Hamilton East School demonstrates perseverance and teamwork in their Enviroschools mahi.

Tānemahuta: Qualities of growth, strength, shelter, diversity of life.

What an awesome effort by a group of committed students, staff and community members at Hamilton East School! It shows what a group working together can achieve. They have been hard at work recently, planting natives on the steep nature trail that connects the school to Putikitiki, the lower field.

This is a big project that has received funding from the Enviroschools Waikato Fund, O-I NZ Glass Environmental Fund and Trust Waikato.

While a lot was achieved in an afternoon, the project has been part of a long-term plan with considerable community engagement.

The project started many years ago and a series of plantings, weed control, and removal of large introduced trees that were uprooted and posed a danger (and a range of other setbacks and challenges) have all contributed to the journey.

Students have recently completed site planning activities, such as helping design outdoor classroom areas, and participated in hands-on restoration like hand removing less invasive weeds and propagating and planting native plant.

Experts have been on hand to help the students research which plants provide good habitats.

Lead Hamilton East School Enviroschools teacher, Olive Jones, has been supported by a dedicated parent group with useful skills and connections, including the Seeley Gully Group, the University of Waikato, Predator-Free Hamilton and Enviroschools. 

“This restoration project enables development of an outdoor ecological and education space to provide teachers, children and the community with learning opportunities that indoor classroom settings do not provide. It enables access to contextual based learning in the environment and includes a range of practical ecology-based (Science – our living world) activities using every-day materials” – Olive Jones.

Students learnt the common names of plants as they prepared them for planting. These sedges have sharp edges!

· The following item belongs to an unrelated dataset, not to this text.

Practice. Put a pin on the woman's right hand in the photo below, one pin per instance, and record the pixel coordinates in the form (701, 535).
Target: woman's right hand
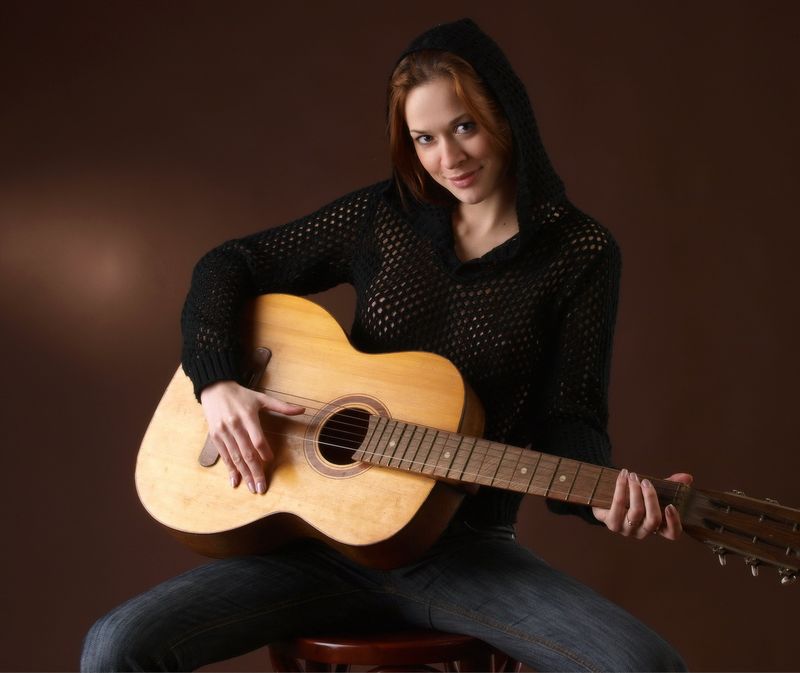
(232, 412)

In her funding application, Olive added “the restoration project also focuses on building students’ science capabilities, by exploring their own school grounds. This will incorporate literacy and numeracy as students measure changes and report on findings.

There are opportunities for art in their school ecosystem, increased learning of Te Ao Māori through plant and animal names and stories, and an increased connection to the cultural history of the area.

The vision for the project is that students and teachers will continue to engage in learning and action in this area and develop critical life skills through teamwork, communication, planning and perseverance…”.

A large number of plants were dug into the ground and some great learning for students and adults alike took place with the identification of each plant provided, and then students repeated the name of plants as they put them in the ground to help with future recognition.

“Engaging in the schools’ natural spaces also encourages ongoing commitment and behaviour change in caring for the environment, and has positive impacts for well-being and mental health” – Olive Jones.

This is just one of the many Enviroschools initiatives that Hamilton East School students are engaged in, and they continue to build understanding and connections with their natural environment.

Whole community involvement has allowed this project to grow.